Terri Couts: For us, I mean, we service a rural community.
It's very hard to recruit to, and, and, you know, not to add to the complexity of just these individuals being high in demand. So we recruit and allow for telecommute. Yeah. Anywhere besides a couple states that have, you know, kind of labor restrictions around some of their the human resource restrictions.
So, I mean, we, we have opened it up and allowed people to work. I mean, we have people in North Carolina, people in, you know, Denver, some other states that That has allowed us to get good talent. And we also look at, you know, individuals that we can that have the, the capacity to upscale somebody who's really interested, that wants to learn, that can continue to grow and get certified and we can provide that for them.
Neil Carpenter: Steve, do you have a comment
Steven Ramirez: about that? Yeah, a lot of the roadmap that Terri had put together as well. But we also leverage a lot of managed services just to be a stop gap to ensure continuity on that. But we do have a, you know, we'll send our team to conferences, we'll, you know, ask 'em what their three to five year roadmap is.
Cuz then that shows, you know, their investment in our organization for certifications. They want shows, they want to go to additional education and we're seeing a lot more organizations do that. Not only. Shared services, but also the clinical staff as well to really ensure that retention, because the market is a lot tougher to keep people.
And that turnover really cripples organizations, especially in it securities that, you know, does have those higher touch and system builds. So couldn't agree
Matt Phillips: more with Terri.
Neil Carpenter: Yeah. And then I actually wanna bring that question along to Matt too, because Matt, at the end of the day, is also fighting for talent.
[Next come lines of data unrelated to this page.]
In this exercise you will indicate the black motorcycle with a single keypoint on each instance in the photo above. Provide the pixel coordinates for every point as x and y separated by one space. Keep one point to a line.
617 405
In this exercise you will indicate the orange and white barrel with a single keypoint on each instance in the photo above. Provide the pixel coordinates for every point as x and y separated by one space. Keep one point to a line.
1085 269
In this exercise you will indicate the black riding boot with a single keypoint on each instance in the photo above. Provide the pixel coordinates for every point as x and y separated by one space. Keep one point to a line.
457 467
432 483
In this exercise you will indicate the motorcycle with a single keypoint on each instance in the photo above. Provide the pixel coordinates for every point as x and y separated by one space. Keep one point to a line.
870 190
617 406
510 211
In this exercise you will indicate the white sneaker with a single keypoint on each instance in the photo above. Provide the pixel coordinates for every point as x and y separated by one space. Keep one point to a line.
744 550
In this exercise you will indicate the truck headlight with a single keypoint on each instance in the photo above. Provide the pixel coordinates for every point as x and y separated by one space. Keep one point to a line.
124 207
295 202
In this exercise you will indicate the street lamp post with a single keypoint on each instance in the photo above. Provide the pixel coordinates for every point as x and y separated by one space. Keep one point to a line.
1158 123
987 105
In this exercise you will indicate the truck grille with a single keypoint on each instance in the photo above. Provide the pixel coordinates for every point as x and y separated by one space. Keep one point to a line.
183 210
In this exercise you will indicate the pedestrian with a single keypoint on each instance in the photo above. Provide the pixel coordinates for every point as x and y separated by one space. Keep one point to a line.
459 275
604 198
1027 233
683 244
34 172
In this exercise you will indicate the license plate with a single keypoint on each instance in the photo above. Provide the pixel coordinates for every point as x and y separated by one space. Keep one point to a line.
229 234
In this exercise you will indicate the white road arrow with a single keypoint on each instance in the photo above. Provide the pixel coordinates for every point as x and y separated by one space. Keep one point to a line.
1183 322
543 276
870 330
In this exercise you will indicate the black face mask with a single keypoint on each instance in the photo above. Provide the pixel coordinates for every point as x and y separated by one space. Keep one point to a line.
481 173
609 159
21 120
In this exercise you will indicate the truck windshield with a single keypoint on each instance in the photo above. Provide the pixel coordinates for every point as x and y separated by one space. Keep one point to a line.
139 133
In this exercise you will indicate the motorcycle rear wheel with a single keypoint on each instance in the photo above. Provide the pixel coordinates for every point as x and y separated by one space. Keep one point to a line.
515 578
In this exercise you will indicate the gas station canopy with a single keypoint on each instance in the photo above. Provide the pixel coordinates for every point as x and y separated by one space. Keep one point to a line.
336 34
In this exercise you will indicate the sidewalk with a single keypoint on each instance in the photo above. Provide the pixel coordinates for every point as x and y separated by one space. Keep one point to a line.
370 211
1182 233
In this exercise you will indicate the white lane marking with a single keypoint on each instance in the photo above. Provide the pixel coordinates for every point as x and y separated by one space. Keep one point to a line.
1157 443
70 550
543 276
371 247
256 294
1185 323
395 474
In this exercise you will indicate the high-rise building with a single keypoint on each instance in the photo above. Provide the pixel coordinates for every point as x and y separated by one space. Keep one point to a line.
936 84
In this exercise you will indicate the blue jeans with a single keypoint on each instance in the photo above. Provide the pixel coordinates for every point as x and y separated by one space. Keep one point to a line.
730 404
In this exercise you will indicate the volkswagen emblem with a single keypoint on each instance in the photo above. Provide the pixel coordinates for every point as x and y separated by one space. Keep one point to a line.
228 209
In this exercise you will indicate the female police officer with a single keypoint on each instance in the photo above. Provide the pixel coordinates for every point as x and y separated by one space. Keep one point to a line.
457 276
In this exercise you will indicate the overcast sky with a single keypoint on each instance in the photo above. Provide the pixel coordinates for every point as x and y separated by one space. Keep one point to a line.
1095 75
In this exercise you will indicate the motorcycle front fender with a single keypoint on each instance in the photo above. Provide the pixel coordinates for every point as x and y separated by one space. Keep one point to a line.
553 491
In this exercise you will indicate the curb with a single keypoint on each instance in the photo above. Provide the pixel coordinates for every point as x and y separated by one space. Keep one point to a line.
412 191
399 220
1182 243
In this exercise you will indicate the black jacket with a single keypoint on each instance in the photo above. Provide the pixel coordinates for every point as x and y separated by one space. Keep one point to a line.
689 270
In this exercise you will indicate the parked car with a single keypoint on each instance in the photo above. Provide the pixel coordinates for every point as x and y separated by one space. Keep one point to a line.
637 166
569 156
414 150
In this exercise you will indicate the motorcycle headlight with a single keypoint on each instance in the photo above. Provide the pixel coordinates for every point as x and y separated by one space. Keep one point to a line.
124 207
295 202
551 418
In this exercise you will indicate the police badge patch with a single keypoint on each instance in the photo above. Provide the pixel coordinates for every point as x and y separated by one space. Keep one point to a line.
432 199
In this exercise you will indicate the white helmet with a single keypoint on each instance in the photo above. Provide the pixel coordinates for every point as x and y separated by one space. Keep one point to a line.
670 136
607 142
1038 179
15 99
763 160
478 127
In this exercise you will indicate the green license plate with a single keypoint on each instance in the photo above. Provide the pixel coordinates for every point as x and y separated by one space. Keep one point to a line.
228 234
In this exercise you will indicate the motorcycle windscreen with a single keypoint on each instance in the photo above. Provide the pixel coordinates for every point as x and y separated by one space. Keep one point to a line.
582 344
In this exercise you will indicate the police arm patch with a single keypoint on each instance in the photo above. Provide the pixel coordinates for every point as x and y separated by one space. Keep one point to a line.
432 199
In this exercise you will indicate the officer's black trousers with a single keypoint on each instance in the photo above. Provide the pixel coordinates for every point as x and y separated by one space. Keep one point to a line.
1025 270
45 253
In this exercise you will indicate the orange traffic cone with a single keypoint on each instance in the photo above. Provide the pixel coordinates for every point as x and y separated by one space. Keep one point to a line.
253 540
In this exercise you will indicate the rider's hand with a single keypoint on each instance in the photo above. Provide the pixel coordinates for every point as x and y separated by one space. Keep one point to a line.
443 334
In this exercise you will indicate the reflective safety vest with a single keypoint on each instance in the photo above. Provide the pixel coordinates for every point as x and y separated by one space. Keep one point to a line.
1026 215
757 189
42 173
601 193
You know, there's lots of people even inside Guide House, who I'm sure I'm trying to steal your people every other day. So, you know, what do you wanna comment on about your, how you're attracting and, and, and getting the talent you need?
Matt Phillips: To succeed. I, I think it really is focusing on the, the critical roles and as, and as Steven says, find those partners who can do the mundane things and, and leverage them.
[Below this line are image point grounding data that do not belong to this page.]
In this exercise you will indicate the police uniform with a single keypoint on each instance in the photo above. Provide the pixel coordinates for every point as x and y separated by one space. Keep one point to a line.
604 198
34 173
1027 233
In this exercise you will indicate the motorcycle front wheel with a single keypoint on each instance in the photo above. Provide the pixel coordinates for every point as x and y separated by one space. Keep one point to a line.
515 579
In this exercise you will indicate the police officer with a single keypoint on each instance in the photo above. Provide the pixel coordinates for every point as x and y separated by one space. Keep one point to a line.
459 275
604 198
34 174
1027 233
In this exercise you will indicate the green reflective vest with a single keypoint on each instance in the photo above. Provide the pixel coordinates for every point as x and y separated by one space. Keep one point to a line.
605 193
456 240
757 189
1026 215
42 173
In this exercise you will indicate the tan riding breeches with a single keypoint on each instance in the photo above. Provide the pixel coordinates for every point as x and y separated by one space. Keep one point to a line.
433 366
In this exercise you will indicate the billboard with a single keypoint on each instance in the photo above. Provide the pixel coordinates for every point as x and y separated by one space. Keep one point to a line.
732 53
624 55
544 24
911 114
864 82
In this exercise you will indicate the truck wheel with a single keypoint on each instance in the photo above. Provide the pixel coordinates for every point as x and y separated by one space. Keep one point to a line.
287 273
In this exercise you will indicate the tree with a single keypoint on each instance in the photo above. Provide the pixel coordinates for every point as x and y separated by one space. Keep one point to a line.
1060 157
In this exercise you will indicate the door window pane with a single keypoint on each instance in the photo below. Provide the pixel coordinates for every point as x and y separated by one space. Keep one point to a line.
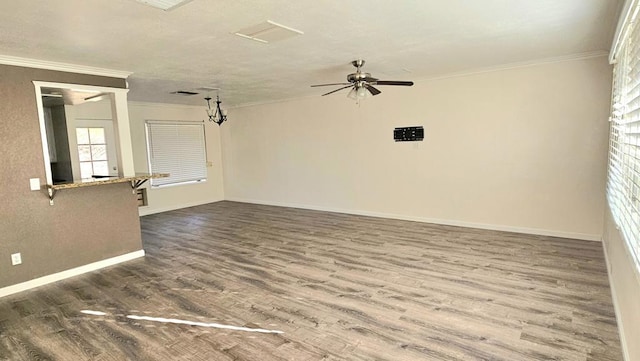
100 168
97 135
99 152
84 152
82 134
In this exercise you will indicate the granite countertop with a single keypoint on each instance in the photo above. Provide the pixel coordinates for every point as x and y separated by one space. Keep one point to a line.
88 182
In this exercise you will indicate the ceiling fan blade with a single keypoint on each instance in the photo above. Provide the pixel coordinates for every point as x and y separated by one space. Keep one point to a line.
331 92
393 82
316 85
372 90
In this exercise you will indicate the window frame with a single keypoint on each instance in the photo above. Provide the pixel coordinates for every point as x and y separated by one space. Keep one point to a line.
177 153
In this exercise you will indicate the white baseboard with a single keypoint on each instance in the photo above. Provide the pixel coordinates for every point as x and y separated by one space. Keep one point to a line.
446 222
41 281
614 297
147 210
I won't say mundane because they're still very technical, they're own. But who can provide those services that aren't critical for your organization? I think if you know you, you gotta focus on those half dozen critical positions and then, you know, give 'em room to grow, help 'em grow, don't ever hold 'em back.
And because they'll, you got people always go chase money and there's a lot of money in the market today, but it really is about creating that work environment for those critical folks. And I think leveraging, Service organizations who can come in and handle the project stuff. Don't get, don't get your people who are critical, stuck in a million different projects that have a beginning and an end.
Let them be the continuity across all of that and leverage managed services where you can, that makes sense for your organization. And again, re recruit in every conversation you have. You, you shouldn't have a conversation with anybody if you're not, if you're not recruit. I,
Neil Carpenter: I agree a hundred percent and I would actually say that holds true whether you're in cyber cybersecurity or anything else nowadays.
So I, I wanna thank the panel for an awesome educational discussion. I know, you know, in some days in 2019 there was a lot about pandemics we never discussed that we should have. So I think it's so important this is such an important C level and board level issue. So thank you very much everyone.